How do final salary and career average schemes work?

Final salary schemes and career average schemes both promise a pension at retirement that is worked out as a proportion of your pay.

In a final salary scheme, this is worked out using your pay just before retirement. For example, the current NHS scheme promises 1/60th of pay for each year in the scheme for NHS staff who joined the scheme before 1 April 2008. If just before retiring, you earn £24,000 and had been in the scheme 20 years, your pension would be 20 x 1/60 x £24,000 = £8,000.

In a career average scheme, it is based on your pay throughout the time you have been in the pension scheme. For example, the new scheme is designed to pay 1/54th of each year's pay. If in one year you earned £24,000, you would build up this much pension: 1/54 x £24,000 = £444. If in the next year, your pay were £24,500, you would build up another 1/54 x £24,500 = £454 of pension, and so on. All these bits of pension are added together when you reach retirement.

A final salary scheme is better if you expect to get promotions throughout your working life and end your career on a high salary. Career average schemes tend to be better if you reach your peak earnings relatively early in life and earn less as you near retirement, for example, through switching to part-time work. But career average schemes are not necessarily good for people - mainly women - who take career breaks to look after their family.

Goodbye RPI, hello CPI

Like all public sector schemes, the NHS scheme provides pensions that are protected against inflation. The package of changes outlined above comes on top of a switch from measuring inflation against the Retail Prices Index (RPI) to the Consumer Price Index (CPI). This came into effect from April 2011.

There are three ways that inflation is important for your pension:

  • in a career average scheme, each year's earnings used to work out each bit of your pension are revalued by inflation between the time you earn the pay and the date when you start your pension. In the NHS scheme, a revaluation factor of CPI plus 1.5% is used
  • once pensions are being paid, they are increased each year in line with CPI
  • if you leave the scheme before retirement - say, because you change job - the pension you have built up is increased in line with CPI between the time you leave and the time the pension starts.

It is estimated that uprating pensions already being paid across all the public sector schemes in line with CPI rather than RPI will save the government £1.8 billion a year by 2015-16. That's £1.8 billion less for pensioners.

This happens because the CPI - which, for example, excludes mortgages and Council Tax - tends to rise by around 1.4% a year less than the RPI. If a pensioner starts with a pension of £7,000, after 10 years, he or she will have received over £5,000 less pension in total under CPI indexation and this difference increases to nearly £26,000 after 20 years.

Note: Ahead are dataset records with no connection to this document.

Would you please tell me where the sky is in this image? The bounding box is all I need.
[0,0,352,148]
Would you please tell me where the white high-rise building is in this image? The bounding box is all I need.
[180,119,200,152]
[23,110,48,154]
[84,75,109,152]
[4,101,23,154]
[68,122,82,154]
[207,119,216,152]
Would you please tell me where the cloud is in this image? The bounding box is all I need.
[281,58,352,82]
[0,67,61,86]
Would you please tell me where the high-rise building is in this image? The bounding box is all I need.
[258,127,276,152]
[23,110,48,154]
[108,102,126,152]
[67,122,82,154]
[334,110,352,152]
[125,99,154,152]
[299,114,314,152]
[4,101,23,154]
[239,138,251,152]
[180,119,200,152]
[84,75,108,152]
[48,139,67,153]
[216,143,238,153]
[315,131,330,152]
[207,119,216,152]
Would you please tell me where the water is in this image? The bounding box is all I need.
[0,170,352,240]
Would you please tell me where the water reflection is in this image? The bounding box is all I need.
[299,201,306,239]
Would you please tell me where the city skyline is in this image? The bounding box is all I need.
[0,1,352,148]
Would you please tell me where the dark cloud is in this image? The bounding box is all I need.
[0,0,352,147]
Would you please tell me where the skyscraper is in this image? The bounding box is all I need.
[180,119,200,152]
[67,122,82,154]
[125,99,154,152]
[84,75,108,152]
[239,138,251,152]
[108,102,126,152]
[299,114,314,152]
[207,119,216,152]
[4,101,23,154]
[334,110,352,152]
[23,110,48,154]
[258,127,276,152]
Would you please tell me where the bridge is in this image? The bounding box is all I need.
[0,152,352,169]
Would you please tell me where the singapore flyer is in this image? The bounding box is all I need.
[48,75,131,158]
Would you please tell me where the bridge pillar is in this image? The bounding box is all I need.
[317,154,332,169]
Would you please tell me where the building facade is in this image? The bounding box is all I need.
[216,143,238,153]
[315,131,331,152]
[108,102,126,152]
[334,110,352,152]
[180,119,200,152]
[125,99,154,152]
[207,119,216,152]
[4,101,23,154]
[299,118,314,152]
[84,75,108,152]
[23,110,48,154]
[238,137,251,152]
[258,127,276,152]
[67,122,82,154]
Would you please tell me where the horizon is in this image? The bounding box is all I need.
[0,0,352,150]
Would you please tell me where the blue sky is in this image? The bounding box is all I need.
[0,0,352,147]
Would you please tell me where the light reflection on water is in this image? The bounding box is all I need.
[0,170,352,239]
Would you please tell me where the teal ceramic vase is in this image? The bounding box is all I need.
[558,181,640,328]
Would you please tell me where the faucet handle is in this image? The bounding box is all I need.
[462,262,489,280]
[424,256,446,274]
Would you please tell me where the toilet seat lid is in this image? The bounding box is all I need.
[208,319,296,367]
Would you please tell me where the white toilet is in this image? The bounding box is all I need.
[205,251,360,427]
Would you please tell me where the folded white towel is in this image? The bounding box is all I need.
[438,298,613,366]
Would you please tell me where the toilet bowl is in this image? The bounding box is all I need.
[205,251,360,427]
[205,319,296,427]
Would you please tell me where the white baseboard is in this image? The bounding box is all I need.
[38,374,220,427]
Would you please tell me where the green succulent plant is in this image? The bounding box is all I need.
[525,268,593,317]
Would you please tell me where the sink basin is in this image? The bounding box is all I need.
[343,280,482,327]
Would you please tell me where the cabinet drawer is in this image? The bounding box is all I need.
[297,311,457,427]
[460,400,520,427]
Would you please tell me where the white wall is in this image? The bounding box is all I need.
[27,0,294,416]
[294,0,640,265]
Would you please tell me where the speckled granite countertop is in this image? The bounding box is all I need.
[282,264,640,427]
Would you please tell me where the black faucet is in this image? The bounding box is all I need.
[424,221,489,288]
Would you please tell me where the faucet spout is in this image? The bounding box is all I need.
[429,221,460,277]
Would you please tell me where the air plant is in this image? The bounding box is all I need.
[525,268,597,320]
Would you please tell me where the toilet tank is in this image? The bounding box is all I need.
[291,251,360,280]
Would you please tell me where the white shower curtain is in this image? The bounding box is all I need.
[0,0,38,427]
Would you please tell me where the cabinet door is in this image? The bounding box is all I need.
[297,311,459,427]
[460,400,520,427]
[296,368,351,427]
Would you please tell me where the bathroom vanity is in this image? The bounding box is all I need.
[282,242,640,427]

How the pension scheme changes may affect you

The way the whole package of changes may affect you depends on your own level and pattern of pay, and the contribution increases negotiated for 2014.

The chart below shows two examples of how the pension might change: one a high earner with 40 years in the NHS scheme whose earnings have risen on average throughout his career by 5 per cent more than inflation; the other is a lower earner with flat earnings throughout their 40 years in the NHS scheme. For each, the chart compares the pension they would have had if the NHS scheme had been a final salary scheme throughout and the pension they would get assuming the career average scheme starts after they have been in the scheme for 24 years.

It shows how the high earner could lose some pension under the changes (around 5% in this example) while the lower earner could gain (around 10% in this example).

The NHS scheme is developing a calculator which you will find on your scheme's website that let's you see the impact of the changes on you personally.